Home Integrated Products VxRail Blogs

Big Solutions on Dell EMC VxRail with SQL 2019 Big Data Cluster

Mon, 17 Aug 2020 18:31:31 -0000

Read Time: 0 minutes

Vic Dery

The amount of data and different formats organizations must manage, ingest, and analyze has been the driving force behind Microsoft SQL 2019 Big Data Clusters (BDC). SQL Server 2019 BDC demonstrates the deployment of scalable clusters of SQL Server, Spark, and containerized HDFS (Hadoop Distributed File System) running on Kubernetes.

We recently deployed and tested SQL Server 2019 BDC on Dell EMC VxRail hyperconverged infrastructure to demonstrate how VxRail delivers the performance, scalability, and flexibility needed to bring these multiple workloads together.

The Dell EMC VxRail platform was selected for its ability to incorporate compute, storage, virtualization, and management in one platform offering. The key feature of the VxRail HCI is the integration of vSphere, vSAN, and VxRail HCI System Software for an efficient and reliable deployment and operations experience. The use of VxRail with SQL Server 2019 BDC makes it easy to unite relational data with big data.

The testing demonstrates the advantages of using VxRail with SQL Server 2019 BDC for analytic application development. This also demonstrates how Docker, Kubernetes, and the vSphere Container Storage Interface (CSI) driver accelerate the application development life cycle when they are used with VxRail. The lab environment for development and testing used four VxRail E560F nodes supported by the vSphere CSI driver. With this solution, developers can provision SQL Server BDC in containerized environments without the complexities of traditional methods for installing databases and provisioning storage.
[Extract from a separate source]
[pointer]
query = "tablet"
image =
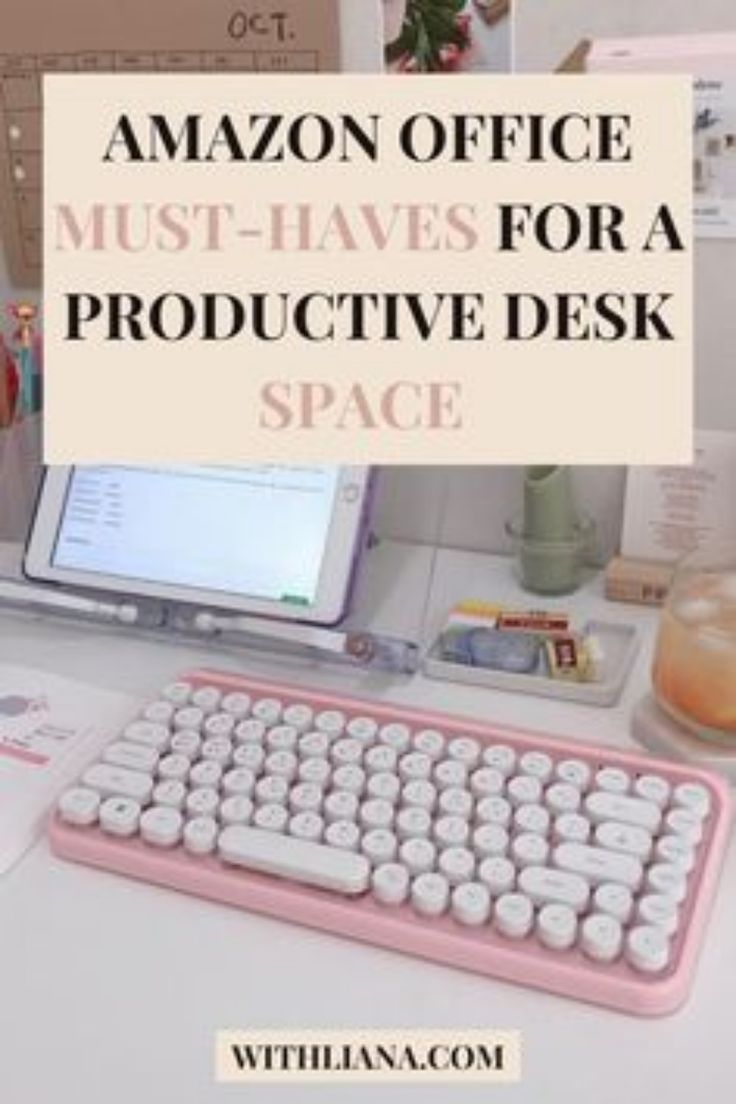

Our white paper, Microsoft SQL Server 2019 Big Data Cluster on Dell EMC VxRail shows the power of implementing SQL Server 2019 BDC technologies on VxRail. Integrating SQL Server 2019 RDBMS, SQL Server BDC, MongoDB, and Oracle RDBMS helps to create a unified data analytics application. Using VxRail enhances the ability of SQL Server 2019 to scale out storage and compute clusters while embracing the virtualization techniques from VMware. This SQL Server 2019 BDC solution also benefits from the simplicity of a complete yet flexible validated Dell EMC VxRail with Kubernetes management and storage integration.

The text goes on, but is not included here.